At First Glass will mark its fifth anniversary this coming New Year's Eve, so it plans to celebrate by launching a new theme for the new year. What better than to do a sort of practice run now, and feature a simple recipe on the theme?
At First Glass, you must know, likes -- I like -- lemons. Consider: they are pretty to look at, they go with practically every other basic eatable and drinkable (butter! garlic! sugar! olive oil! cream! gin! and so on!). Stuck with cloves they smell heavenly in a linen closet. Once upon a time they lent their antiseptic and freshening properties to our great-grandmothers' skin and hair care routines. Once upon a time, Mrs. Beeton made them into Lemon Wine (recipe no.1823 of The Book of Household Management -- if you want to make it you will have to lay in fifty lemons and sixteen pounds of sugar, plus have four gallons of water and a "cask" ready).

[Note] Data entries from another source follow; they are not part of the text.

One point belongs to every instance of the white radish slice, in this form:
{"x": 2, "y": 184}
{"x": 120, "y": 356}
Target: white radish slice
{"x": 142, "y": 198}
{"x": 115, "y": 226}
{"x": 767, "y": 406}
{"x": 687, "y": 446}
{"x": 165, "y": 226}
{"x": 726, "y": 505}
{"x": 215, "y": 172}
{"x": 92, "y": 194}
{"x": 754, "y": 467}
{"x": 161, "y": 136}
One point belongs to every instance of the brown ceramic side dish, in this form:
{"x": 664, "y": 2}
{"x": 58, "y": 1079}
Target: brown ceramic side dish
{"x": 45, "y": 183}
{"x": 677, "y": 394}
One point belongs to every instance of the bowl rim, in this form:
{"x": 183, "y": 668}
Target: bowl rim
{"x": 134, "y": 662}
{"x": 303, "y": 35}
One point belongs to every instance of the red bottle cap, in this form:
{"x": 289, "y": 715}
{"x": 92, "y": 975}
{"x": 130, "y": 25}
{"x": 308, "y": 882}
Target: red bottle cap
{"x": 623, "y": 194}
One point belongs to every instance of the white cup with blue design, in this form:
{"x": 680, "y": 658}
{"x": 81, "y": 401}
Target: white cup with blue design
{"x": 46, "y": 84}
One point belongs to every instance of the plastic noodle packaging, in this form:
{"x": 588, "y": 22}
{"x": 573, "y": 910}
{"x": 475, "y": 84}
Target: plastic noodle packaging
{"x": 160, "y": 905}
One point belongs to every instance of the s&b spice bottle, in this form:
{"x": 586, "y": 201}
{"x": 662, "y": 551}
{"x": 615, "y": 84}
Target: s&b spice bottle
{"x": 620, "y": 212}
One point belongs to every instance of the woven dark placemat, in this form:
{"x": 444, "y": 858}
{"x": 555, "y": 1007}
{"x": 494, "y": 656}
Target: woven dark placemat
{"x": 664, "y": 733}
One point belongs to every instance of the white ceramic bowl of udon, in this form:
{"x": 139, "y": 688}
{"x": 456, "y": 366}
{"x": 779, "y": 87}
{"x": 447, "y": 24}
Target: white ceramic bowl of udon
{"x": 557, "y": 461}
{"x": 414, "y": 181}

On wallpaper they make a cheerful motif in kitchen decor. They will serve as a battery in sixth-grade science fair projects, though I must admit I am not quite sure why that works.
In any case, let us take our practice run, and stock our virtual pantry today with an abundance of Citrus limon. Because, you know, the things can also be pickled. (Mrs. Beeton did that, too.) Let's make Moroccan Preserved Lemons.
This recipe hails from what is fast becoming my new kitchen Bible, The Gourmet Cookbook edited by Ruth Reichl of Gourmet magazine (Condé Nast, 2004). She in turn credits "Mediterranean food authority Paula Wolfert" for what she has adapted.
Moroccan preserved lemons
You will need:
10 to 12 lemons, 6 to preserve, and the rest for their juiceYou will also need a 6 cup glass jar with a lid (although I got by with a 32 ounce ex-pickle jar).
2/3 cup kosher salt
1/4 cup olive oil
First, bring a large pot of water to a boil and blanch the 6 lemons to be preserved, whole, for five minutes. Drain. When they are cool enough to handle, cut each into 8 wedges, discarding the seeds. Toss with the salt in a large bowl, and pack them into the jar along with the salt.
Squeeze the juice from the remaining lemons to measure one cup. Pour enough juice into the jar to cover the wedges, and screw on the lid. Shake gently to mix everything. Let stand at room temperature for five days, shaking gently once a day.
Finally, add the olive oil to the jar and refrigerate. The lemons will keep up to a year.
What Gourmet didn't very forthrightly explain was how we use this pickle in cooking. All you want is the rind. When ready to try your new creation you will fork out a wedge or two from your jar, hold the wedge steady on a cutting board with the fork, and with a spoon scrape away the pulp clinging to the wedge. Then you will thinly slice the rind and add that to whatever stew or soup you are making. (I put the slivered rind of two wedges into a quickly made pork meatballs-and-sauce dish, and found that they lent a certain depth of flavor that was hard to identify, but seemed somehow -- professional.) This should help clarify Ruth Reichl's confusing assurance, at the very beginning of her recipe, that we may "save the pulp for bloody Marys or anything else enlivened by a little juice and salt."
The recipe seems to be a sort of training-wheel version of preserved lemons. From David Lebowitz and Nourished Kitchen, to name just two, we learn a different, slow-food way, in which we skip the blanching, only partly quarter the lemons, pack their interiors with salt and reshape them into wholes again, and then press them tightly down into a jar. Over days and weeks of repeated pressing and weighting, they soften, give off their own juice, and so preserve themselves. They are ready for use in a month, and should be refrigerated then.